But, the counterpoint is, how can I effectively create interesting conversation when most of the people I speak to are forbidden to venture off the script?
"Interesting" and "What the producers/PR department want them to say" are often at opposite ends of the spectrum.
On that note, the worst possible interview I can do is when somebody from PR is actually sitting right there at the table while we're speaking. Then *I* start getting drawn into the script.
You get that feeling that if you don't spend X percent of the interview advertising the game they're going to stick you on the blacklist… and without access we'd have to turn this place into a rant site.
Whoops! I had meant to write that developers giving interviews aren't automatons, they're real people that even with a script in their head or a PR representative hovering over their shoulder, can't help but communicate through facial expression, intonation and body language more than what they actually can say. What I was trying to emphasize were these elements of the face to face experience that don't come across in a transcript but that can give more insight into a developer's intentions. I am at a loss though of how to work around the "need to advertise" or softball portion of the interview that is essentially an invitation for the developer to personally deliver their game's press release.
Perhaps it is a necessary evil in an environment where publishers have a stranglehold over your access as a journalist. This isn't unique to games and games reporting by any means though. I just listened to an On the Media podcast in which the hosts discussed the phenomenon of political reporters writing sycophantic articles about high level administrators in order to curry favor and access.
That's the thing though, we're not talking about nuclear missiles in Iran or Senate confirmation hearings on Supreme Court justices, we're talking about games.

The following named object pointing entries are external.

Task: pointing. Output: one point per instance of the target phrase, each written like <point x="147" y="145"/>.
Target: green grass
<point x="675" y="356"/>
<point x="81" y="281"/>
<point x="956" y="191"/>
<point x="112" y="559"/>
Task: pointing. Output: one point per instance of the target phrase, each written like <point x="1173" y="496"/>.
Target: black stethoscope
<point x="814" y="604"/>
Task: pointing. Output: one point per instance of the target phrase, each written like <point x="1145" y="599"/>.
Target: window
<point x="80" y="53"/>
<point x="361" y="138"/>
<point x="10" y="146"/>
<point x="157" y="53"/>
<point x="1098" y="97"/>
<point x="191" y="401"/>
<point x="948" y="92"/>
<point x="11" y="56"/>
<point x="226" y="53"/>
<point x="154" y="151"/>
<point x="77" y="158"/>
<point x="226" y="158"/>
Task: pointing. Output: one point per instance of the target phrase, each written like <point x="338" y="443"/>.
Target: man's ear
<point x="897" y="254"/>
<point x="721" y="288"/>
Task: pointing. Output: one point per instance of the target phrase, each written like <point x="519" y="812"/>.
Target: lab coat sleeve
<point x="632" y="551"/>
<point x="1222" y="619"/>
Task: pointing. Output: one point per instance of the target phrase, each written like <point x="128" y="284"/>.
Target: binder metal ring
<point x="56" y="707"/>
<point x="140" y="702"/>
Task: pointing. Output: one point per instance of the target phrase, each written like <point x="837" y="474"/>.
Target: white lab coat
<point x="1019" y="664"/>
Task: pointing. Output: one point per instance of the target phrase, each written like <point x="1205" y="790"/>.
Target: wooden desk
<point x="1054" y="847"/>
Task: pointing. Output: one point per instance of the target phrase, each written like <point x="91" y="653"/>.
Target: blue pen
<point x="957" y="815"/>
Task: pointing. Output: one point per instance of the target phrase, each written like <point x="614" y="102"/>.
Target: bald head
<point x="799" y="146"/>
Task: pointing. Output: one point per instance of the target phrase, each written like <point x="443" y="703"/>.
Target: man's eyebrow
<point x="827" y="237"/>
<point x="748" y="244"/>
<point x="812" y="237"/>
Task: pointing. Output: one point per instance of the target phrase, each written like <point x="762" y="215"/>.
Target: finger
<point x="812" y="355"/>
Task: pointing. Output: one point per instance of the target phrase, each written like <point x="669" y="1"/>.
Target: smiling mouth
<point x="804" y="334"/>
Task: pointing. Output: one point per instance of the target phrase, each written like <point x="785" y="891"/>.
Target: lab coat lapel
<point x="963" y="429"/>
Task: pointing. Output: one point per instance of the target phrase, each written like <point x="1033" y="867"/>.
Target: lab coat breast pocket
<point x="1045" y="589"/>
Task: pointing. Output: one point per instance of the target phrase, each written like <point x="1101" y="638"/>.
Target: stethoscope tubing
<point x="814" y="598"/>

To me, gaming journalism should have a certain amount of joy to it. The purpose of games is to entertain, to lift you out of the skulldrudgery of your ordinary day. Nobody you talk to ever says they got into the gaming industry for the women or the money, they all say they got into it because it's what they loved to do.
But, few of them can talk candidly about what they love to do, because of the realities of how much these games cost to make. Interviewing a company about an upcoming MMO these days is almost like sitting down with a defense contractor to discuss their latest billion dollar government black project.
No one wants to take the risk of going off message and potentially costing the company money.
I don't think that's going to change until these games no longer take 40 million dollars to produce, unfortunately.
That's an unfortunate and hopefully temporary state of affairs. I don't get the sense that entertainment reporters interviewing movie directors/producers have the same sort of heavily censored interactions. Perhaps, even if game development budgets continue to balloon, a growing celebrity or auteur culture around game designers might change the current gaming journalism environment for the better. If publishers could market game developers the same way movie studios can market directors/actors, then perhaps developers will be able to speak more freely on their own behalf because the focus would be less on a PR roll out of game features and more on the nature of designer X's creative vision. A precious few developers have already achieved this – John Carmack comes to mind – and I hope more will in the future as the medium matures.